The 58-year-old son of the late former governor has now won six statewide elections, including wins in races for state treasurer and auditor general.
The race was a far cry from Pennsylvania’s record-breaking $170 million race in 2016, coming at under $40 million while control for the Senate was waged in perhaps a dozen other states.
The candidates were on opposite sides of Trump.
Barletta, 62, is one of Trump’s biggest allies on Capitol Hill and drew two presidential visits to Pennsylvania to help rally support for his candidacy.
But Barletta never gained traction against Casey, and was heavily outspent while getting virtually no outside help from GOP groups to overcome Casey’s heavy fundraising advantage and built-in recognition as a household name in Pennsylvania politics.
On the campaign trail, Casey pounded Trump’s tax-cutting law as a giveaway to the wealthy and corporations while middle-class wages stagnate. Casey opposed Trump’s immigration policies and voted against Trump’s nominees for Supreme Court while he stitched together support from liberals and his longtime allies in organized labor.
Casey also sounded alarm bells over what he framed as threats to Medicaid, Medicare and Social Security under GOP-controlled Washington.
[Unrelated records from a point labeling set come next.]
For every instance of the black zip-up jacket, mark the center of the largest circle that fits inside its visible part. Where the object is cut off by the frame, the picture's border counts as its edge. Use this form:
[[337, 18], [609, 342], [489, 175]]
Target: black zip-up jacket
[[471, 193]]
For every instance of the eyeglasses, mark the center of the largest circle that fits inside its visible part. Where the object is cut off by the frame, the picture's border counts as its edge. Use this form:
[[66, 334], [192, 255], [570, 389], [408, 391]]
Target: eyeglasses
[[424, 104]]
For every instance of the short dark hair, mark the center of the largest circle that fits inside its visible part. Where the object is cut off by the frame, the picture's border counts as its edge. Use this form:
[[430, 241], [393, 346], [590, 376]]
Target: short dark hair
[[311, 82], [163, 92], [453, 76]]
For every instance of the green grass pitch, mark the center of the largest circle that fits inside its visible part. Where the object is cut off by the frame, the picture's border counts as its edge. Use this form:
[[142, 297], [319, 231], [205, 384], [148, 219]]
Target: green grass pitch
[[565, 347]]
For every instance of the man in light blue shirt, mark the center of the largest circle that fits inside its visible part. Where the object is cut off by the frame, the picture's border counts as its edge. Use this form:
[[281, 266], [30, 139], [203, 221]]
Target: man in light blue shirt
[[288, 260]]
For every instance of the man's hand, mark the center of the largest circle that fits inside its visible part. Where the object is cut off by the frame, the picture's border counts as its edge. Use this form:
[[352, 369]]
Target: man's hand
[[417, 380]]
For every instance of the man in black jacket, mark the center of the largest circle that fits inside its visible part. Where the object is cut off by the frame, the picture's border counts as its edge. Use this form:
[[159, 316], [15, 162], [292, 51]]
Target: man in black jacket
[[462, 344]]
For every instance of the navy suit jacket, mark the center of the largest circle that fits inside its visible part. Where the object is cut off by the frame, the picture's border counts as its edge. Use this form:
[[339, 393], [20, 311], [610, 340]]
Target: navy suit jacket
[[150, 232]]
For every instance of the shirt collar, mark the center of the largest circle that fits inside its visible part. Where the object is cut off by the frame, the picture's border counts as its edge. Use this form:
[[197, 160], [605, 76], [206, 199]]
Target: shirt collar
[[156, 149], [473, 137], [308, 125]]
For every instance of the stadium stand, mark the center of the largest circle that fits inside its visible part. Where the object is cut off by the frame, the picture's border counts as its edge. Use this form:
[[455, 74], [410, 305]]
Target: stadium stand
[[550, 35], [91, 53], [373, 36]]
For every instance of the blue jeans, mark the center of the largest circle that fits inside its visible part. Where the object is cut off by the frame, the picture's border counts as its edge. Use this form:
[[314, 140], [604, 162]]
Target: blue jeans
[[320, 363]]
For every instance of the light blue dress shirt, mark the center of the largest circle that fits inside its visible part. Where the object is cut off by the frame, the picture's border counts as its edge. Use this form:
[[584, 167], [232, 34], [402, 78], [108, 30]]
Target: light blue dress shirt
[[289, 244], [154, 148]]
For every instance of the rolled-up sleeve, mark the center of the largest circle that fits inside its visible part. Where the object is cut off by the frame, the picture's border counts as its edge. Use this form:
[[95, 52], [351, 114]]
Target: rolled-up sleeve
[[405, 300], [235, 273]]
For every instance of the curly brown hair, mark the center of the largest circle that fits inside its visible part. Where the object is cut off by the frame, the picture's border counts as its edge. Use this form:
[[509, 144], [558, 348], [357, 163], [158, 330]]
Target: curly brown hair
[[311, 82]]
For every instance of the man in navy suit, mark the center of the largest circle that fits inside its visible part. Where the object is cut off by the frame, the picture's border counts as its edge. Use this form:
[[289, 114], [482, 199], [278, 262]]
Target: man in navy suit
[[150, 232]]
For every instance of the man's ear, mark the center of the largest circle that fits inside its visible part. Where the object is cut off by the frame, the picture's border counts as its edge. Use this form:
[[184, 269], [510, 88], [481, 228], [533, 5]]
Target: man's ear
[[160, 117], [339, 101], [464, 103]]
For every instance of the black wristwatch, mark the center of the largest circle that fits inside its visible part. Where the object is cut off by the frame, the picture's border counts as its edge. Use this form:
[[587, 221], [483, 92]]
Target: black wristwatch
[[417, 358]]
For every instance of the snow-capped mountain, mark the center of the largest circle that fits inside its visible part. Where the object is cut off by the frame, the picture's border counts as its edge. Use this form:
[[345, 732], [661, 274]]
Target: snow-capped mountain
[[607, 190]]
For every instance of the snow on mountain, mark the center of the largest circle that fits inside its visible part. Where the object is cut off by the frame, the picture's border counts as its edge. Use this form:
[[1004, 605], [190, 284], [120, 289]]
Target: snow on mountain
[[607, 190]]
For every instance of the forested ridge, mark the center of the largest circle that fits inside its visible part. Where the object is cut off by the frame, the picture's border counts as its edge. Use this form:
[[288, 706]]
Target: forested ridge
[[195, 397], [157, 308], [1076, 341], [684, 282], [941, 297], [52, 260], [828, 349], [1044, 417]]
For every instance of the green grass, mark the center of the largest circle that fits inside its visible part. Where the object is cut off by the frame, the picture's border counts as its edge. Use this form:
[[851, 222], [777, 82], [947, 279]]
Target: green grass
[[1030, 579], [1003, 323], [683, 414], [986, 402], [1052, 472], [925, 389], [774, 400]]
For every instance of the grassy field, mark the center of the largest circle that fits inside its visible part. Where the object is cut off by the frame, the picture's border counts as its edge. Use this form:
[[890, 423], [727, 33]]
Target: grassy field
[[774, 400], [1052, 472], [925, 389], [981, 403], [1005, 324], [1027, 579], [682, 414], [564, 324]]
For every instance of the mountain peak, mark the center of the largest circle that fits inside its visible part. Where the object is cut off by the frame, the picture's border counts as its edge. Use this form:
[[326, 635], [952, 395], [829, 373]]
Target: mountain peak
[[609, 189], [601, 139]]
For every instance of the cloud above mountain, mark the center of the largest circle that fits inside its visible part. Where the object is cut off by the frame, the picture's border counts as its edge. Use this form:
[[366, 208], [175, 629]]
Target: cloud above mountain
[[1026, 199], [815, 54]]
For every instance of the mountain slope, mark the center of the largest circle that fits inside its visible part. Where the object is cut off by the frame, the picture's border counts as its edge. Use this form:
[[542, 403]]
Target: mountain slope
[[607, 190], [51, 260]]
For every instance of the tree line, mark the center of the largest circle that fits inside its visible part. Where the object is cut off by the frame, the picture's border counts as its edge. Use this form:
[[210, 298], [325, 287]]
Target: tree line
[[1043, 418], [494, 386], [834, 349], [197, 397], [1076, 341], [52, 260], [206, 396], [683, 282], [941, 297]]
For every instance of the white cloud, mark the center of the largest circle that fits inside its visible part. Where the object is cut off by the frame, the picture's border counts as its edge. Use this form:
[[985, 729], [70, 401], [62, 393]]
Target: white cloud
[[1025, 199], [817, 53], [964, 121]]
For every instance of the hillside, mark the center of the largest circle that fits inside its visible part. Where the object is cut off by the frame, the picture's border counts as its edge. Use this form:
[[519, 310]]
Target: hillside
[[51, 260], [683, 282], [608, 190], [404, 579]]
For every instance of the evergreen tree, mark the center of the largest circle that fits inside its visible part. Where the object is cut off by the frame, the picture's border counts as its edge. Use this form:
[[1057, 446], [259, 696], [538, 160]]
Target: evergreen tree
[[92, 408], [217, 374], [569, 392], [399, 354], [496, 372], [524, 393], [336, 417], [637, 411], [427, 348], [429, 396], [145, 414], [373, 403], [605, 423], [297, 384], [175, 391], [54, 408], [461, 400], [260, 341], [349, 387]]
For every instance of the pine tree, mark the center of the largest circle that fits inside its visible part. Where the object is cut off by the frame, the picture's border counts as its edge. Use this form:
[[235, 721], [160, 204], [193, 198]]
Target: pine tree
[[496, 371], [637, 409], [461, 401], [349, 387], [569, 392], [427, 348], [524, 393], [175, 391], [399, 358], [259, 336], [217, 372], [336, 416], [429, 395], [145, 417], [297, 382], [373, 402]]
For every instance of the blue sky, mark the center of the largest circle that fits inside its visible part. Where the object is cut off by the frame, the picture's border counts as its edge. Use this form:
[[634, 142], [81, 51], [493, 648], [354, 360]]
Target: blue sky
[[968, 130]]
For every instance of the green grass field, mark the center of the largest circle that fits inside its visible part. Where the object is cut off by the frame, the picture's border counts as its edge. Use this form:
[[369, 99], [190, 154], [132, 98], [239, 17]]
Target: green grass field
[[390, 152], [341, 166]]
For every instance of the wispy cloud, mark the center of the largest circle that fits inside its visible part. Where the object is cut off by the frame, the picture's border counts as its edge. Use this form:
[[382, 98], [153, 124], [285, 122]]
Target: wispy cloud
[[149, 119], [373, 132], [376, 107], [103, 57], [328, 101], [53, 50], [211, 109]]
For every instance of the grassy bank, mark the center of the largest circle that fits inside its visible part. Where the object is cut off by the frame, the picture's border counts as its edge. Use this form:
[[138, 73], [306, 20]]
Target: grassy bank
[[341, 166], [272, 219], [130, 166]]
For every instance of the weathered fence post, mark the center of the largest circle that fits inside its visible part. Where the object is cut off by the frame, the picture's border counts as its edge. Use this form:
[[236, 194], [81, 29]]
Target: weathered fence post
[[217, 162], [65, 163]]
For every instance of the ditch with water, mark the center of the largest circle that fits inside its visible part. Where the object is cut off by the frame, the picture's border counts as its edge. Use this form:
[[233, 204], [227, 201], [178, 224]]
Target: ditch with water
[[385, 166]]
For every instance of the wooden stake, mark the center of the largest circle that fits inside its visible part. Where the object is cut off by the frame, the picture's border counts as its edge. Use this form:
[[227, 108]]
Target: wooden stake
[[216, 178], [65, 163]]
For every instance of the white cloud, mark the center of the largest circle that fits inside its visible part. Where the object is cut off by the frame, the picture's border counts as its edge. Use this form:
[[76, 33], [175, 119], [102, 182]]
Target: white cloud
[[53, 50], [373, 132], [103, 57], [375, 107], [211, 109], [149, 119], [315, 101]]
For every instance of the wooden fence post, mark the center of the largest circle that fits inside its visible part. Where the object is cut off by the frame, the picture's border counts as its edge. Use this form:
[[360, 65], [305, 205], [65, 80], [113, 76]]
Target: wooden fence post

Barletta was first elected to Congress in 2010, catapulted by his efforts to combat illegal immigrants while serving as mayor the small northeastern city of Hazleton.
Trump asked Barletta to run, and Barletta campaigned on Trump’s policies and record, particularly immigration, where their views dovetailed.
But Barletta failed to reconstruct the coalition of Republicans and conservative Democrats that had helped Trump become the first Republican presidential candidate to win Pennsylvania since 1988.
The final weeks of the campaign were trying for Barletta. His 18-month-old grandson, a twin, was diagnosed with cancer and his brother died. In the midst of this, Casey launched a series of statewide TV ads accusing Barletta of voting in Congress to let insurers strip coverage for pre-existing conditions.
Barletta cried foul, saying an ad featuring a woman whose twin daughters were diagnosed with cancer was particularly cruel to his family because it mirrored his grandson’s plight.
Casey apologized if the ad had caused Barletta and his family any pain. Any similarity had been unintended, Casey said, and the campaign took down the ad in the Scranton TV market. But Casey declined Barletta’s request to take down the ad in the rest of the state and his campaign said flatly that Barletta “will be held accountable” for his votes.